# [SOLVED] Hey Guys



## RobbyJK (Oct 25, 2007)

I just got vontage and i have heard that it has a firewall with it. I didnt install anything but im not shure if the adapter acts like a firewall? But anyways i just dont want this to interfere with my zonealarm firewall because i know that you shouldnt have two firewalls does anyone know anything about this?


----------



## johnwill (Sep 26, 2002)

*Re: Hey Guys*

You should provide the make/model of the Vonage adapter, as well as exactly how it's connected in your network. A hardware firewall won't affect ZA in any case.


----------



## RobbyJK (Oct 25, 2007)

*Re: Hey Guys*



johnwill said:


> You should provide the make/model of the Vonage adapter, as well as exactly how it's connected in your network. A hardware firewall won't affect ZA in any case.

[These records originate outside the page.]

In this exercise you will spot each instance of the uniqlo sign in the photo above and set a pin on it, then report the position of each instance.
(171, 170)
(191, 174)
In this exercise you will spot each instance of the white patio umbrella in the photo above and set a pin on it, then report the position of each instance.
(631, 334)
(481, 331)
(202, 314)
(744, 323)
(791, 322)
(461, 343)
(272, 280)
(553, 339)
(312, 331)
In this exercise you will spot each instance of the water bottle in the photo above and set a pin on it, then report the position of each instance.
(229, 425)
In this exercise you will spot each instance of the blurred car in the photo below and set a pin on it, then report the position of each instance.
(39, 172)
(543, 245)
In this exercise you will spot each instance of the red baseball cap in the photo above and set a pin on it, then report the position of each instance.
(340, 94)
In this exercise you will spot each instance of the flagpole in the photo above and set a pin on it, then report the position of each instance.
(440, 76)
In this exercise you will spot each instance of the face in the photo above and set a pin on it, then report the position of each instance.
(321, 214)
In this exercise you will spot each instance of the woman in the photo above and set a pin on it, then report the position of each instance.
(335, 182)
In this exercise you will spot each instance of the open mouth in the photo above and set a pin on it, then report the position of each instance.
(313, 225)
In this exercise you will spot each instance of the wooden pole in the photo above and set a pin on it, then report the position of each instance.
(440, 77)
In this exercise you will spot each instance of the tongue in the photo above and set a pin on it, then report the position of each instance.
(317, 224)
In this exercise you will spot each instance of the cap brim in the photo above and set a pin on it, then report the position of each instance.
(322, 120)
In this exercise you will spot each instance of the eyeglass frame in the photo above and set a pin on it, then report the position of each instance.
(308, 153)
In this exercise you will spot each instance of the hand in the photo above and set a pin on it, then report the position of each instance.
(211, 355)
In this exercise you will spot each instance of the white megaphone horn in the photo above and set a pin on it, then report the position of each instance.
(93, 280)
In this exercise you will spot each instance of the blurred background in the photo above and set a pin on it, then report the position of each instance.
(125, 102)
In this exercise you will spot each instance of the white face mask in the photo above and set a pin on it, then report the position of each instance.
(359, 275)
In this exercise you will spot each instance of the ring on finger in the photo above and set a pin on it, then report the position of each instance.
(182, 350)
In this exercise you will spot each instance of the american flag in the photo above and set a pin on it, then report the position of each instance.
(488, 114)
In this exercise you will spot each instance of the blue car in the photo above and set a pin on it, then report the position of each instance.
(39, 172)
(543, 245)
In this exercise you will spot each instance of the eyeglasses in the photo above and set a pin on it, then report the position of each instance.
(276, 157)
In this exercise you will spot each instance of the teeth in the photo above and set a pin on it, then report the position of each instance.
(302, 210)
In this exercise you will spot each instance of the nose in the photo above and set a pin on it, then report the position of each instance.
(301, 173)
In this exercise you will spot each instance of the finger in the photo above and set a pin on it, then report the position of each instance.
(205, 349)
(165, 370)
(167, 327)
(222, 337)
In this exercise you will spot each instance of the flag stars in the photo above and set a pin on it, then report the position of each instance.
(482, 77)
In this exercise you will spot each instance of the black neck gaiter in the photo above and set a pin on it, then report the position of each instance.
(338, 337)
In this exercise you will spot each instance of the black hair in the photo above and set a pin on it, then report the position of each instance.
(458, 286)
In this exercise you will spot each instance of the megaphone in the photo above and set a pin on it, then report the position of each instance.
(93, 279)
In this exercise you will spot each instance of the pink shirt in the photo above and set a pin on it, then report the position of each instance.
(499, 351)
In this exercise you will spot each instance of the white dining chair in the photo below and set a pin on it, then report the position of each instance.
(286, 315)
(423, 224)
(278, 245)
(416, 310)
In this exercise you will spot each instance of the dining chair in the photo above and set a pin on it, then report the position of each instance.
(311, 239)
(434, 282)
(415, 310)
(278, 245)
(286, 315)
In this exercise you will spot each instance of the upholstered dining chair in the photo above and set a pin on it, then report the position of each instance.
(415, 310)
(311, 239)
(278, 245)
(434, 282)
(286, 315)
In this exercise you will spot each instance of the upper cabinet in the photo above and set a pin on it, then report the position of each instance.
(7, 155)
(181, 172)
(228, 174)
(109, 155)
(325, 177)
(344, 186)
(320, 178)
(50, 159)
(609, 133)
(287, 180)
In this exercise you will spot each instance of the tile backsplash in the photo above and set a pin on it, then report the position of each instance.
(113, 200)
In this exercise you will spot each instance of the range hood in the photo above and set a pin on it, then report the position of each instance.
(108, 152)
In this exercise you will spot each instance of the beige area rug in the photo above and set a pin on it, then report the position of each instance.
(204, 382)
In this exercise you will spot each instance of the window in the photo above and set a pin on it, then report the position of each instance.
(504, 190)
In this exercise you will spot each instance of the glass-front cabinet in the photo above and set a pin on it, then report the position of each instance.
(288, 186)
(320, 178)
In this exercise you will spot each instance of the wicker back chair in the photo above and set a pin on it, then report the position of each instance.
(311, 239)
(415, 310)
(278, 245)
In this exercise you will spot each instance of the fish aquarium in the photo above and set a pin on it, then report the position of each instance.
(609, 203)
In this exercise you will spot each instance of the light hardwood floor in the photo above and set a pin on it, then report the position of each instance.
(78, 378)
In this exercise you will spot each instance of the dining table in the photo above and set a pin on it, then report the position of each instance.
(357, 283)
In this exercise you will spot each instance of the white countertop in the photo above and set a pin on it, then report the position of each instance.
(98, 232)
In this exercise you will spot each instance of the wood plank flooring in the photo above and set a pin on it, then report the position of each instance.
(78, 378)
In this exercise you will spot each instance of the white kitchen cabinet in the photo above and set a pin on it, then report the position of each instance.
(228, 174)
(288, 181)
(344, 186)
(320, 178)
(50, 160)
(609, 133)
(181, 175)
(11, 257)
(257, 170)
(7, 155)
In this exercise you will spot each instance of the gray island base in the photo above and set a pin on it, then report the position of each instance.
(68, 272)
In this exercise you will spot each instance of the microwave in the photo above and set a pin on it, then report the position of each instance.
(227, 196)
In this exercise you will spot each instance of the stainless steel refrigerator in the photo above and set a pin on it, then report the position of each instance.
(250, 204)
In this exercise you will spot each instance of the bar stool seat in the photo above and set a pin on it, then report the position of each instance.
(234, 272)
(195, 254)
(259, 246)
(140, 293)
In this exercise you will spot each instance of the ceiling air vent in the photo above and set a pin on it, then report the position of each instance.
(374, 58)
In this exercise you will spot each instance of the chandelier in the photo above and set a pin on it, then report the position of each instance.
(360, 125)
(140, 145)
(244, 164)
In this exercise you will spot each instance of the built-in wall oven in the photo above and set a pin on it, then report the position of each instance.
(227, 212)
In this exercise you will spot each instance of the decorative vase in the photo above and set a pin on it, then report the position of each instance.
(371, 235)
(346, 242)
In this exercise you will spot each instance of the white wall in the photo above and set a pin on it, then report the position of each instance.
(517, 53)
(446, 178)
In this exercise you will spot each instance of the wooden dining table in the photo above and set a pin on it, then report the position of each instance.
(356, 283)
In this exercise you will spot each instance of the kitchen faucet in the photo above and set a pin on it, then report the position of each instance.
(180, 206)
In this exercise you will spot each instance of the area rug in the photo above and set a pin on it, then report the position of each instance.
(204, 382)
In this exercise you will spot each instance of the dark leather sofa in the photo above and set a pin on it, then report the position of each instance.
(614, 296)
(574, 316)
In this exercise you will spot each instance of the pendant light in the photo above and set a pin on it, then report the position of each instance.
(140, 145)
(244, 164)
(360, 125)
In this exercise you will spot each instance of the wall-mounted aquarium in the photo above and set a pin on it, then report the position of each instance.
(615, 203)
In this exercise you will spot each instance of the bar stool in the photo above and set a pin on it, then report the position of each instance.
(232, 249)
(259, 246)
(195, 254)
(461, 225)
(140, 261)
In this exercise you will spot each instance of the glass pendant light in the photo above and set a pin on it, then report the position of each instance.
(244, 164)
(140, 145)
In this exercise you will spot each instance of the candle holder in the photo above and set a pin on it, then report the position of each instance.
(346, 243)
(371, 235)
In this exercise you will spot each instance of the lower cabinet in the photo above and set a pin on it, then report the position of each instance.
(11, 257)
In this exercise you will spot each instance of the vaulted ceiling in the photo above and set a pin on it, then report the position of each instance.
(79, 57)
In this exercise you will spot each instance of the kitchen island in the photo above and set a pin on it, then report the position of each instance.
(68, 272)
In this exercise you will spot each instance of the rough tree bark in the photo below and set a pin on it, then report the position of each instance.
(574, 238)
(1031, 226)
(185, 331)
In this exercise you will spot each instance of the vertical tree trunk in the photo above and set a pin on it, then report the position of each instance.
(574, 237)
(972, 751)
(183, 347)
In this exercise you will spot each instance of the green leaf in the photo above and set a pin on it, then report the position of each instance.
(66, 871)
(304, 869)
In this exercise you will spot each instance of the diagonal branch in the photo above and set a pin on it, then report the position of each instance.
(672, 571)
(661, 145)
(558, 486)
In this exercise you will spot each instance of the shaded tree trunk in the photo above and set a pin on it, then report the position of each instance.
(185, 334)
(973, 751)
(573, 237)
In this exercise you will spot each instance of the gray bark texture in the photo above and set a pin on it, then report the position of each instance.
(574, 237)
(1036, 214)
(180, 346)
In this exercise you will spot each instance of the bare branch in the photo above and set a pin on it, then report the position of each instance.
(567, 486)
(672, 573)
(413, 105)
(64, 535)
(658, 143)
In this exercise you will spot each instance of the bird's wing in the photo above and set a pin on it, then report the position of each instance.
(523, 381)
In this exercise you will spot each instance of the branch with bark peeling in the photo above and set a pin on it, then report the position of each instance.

there is a cord from my modem to the adaptor and the adaptor is connected to my pc the phone is connected to the adaptor it is a motorola
vt2142-vd:laugh::normal::4-dontkno


----------



## johnwill (Sep 26, 2002)

*Re: Hey Guys*

Are you having any problems? I don't see anything about that configuration that should be an issue.


----------



## RobbyJK (Oct 25, 2007)

*Re: Hey Guys*

no i didnt say that i was having problems i just needed to know if the firewall that is in the adaptor would effect my zonealarm firewall? You guys tell me to not run two friewalls so i was just checking!


----------



## johnwill (Sep 26, 2002)

*Re: Hey Guys*

A hardware and software firewall is not an issue, and that happens with anyone that has a broadband router. In other words, millions of people. :grin:


----------



## RobbyJK (Oct 25, 2007)

*Re: Hey Guys*

Ok thank Thas all I needed to know! Im sorry i just dont understand that kind of stuff at all. Im not very advanced pc user thats why i am thankfull for you guys! So thank youray:

Rob


----------



## johnwill (Sep 26, 2002)

*Re: Hey Guys*

No sweat, that's why we're here. :smile:


----------